Hi i dont know weather im in the right section but i need a driver but its for a gamepad.

I got it from my shop and its a:

SAITEK P380 DUAL ANALOG pc gamepad

It states it workes with all versions of Vista however i have Windows 7, and even though it doesnt state it works with 7 I thought their will be drivers for it. Could someone help to find a driver please and if not, is there a way of changing the compatibility so that it can run as if it was on vista or Xp? cos yuo can do it with games just dont know how to with hardware. Thought it would be backwards compatable with vista

Thanks


----------



## BCCOMP (Jul 9, 2007)

Hi,
Have you tried to connect this to the computer to see if win7 would pick it up?
Many vista drivers are compatible with win7.
Seeing how this is supported in Vista it may be supported in win7.

Bill


----------



## joeten (Dec 4, 2008)

Hi try right clicking on the driver.exe then properties then compatibility mode and choose vista sp2


----------



## Morgiee101 (Jun 30, 2008)

Hi thanks well when i put the gamepad in the computer recognised it and installed it sucessfully but to use it nothing happens :4-dontkno

And it didnt come with a driver hense me not able to right click and going to properties unless there's another way :4-dontkno

Thanks


----------



## joeten (Dec 4, 2008)

Hi have you tried windows update to see if it throws up something,I have looked on the saitek site and cannot find a driver for that gamepad,try contacting saitek and see if they can advise if any drivers are available http://www.saitek.com/UK/prod/gamepads.htm


----------



## BCCOMP (Jul 9, 2007)

In the control panel under Game Controllers (classic view) you may be able to configure it.


----------



## Morgiee101 (Jun 30, 2008)

Hi right tried all of your suggestions and all im able to do is update drivers which it currentely is.

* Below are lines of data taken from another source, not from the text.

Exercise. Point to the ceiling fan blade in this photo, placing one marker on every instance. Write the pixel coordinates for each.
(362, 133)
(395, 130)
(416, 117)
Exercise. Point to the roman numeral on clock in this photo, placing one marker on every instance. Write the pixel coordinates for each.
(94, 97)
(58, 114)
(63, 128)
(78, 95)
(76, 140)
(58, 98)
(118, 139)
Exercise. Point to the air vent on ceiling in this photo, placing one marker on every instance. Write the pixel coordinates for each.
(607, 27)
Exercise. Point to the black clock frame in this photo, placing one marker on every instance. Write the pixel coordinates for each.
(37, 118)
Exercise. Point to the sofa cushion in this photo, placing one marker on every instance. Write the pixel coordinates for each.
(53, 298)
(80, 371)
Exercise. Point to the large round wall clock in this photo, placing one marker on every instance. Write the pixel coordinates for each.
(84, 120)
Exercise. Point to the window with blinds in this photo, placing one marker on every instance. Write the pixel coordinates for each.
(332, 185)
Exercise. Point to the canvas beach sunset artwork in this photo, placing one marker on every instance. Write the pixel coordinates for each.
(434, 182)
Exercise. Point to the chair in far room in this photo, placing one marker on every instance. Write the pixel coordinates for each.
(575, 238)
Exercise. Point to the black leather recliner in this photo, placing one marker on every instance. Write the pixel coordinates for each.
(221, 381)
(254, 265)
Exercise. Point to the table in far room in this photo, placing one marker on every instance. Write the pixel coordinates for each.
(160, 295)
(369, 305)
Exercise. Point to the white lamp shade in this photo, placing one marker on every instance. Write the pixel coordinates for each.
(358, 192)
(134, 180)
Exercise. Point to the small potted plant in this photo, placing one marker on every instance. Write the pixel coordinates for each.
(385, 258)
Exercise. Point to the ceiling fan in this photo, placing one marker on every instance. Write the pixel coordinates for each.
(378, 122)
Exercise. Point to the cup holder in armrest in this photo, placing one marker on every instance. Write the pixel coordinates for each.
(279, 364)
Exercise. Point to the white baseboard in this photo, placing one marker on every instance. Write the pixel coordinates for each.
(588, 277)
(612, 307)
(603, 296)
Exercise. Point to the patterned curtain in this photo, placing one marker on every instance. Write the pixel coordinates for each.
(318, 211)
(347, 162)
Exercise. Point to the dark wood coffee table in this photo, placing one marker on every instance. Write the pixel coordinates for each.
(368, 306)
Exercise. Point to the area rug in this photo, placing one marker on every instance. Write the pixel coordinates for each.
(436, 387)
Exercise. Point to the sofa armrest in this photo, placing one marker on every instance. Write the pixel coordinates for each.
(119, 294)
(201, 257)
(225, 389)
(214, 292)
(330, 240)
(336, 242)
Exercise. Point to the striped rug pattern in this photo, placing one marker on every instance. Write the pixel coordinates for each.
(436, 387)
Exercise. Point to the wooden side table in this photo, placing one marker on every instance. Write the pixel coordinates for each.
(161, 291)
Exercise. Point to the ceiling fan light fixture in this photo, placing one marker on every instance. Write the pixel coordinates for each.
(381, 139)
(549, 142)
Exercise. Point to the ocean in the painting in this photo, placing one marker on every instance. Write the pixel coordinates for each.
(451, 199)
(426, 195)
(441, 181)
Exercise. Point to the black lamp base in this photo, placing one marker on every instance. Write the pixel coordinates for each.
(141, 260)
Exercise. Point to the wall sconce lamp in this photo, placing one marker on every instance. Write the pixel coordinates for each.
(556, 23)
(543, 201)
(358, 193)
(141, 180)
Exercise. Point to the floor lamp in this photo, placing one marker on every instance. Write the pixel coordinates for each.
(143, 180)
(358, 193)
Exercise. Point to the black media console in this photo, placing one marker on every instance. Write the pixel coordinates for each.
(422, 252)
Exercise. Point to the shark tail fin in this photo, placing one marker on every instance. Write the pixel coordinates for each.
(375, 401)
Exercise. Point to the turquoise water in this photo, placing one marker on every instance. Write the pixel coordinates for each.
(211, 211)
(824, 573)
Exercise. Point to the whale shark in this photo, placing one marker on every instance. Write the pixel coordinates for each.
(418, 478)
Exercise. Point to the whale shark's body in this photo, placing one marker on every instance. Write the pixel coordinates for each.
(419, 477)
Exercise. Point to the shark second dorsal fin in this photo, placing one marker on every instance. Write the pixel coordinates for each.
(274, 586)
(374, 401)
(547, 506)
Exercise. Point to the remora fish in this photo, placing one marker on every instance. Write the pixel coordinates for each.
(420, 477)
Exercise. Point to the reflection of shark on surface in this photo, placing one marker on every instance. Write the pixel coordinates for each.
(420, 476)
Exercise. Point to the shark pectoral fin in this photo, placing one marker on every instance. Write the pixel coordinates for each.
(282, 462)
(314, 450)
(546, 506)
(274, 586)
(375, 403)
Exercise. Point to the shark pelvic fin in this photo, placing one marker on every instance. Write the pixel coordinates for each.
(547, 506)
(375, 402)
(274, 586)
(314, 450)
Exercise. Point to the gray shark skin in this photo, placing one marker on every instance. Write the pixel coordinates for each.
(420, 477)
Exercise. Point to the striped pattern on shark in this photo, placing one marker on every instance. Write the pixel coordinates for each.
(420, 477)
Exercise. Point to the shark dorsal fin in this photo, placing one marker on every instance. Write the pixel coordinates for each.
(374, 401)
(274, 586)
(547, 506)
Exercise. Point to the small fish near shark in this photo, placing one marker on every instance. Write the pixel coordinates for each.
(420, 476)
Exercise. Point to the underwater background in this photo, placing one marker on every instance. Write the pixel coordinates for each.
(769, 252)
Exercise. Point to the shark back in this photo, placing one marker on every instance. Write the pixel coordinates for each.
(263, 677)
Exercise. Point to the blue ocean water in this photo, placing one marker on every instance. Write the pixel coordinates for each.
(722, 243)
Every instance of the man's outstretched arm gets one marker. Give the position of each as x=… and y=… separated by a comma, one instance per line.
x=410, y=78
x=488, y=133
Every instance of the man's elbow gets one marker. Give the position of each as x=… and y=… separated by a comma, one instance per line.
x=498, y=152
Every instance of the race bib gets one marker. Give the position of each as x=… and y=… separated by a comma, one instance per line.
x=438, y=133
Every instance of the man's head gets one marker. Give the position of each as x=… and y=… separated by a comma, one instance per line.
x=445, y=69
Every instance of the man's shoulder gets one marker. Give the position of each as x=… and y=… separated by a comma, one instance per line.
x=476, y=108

Will probs have to get in touch with manufacturer, even though windows 7 see's it and installs it thats as far as it goes if you tru to use it on anything and go on setting for gamrpads it should pop up but the computer cant see anything :4-dontkno:upset::sigh:


----------



## BCCOMP (Jul 9, 2007)

See if this driver helps:
http://www.latestdriversupdate.com/driver/56854.html

Or you could try the drivers for the P480 game pad:
ftp://ftp.saitek.com/pub/software/p480/P480driver.zip

Set a System Restore point before installing these drivers.

Bill


----------



## Wrench97 (May 10, 2008)

Try the gamepad on a different PC to make sure the device itself is good.


----------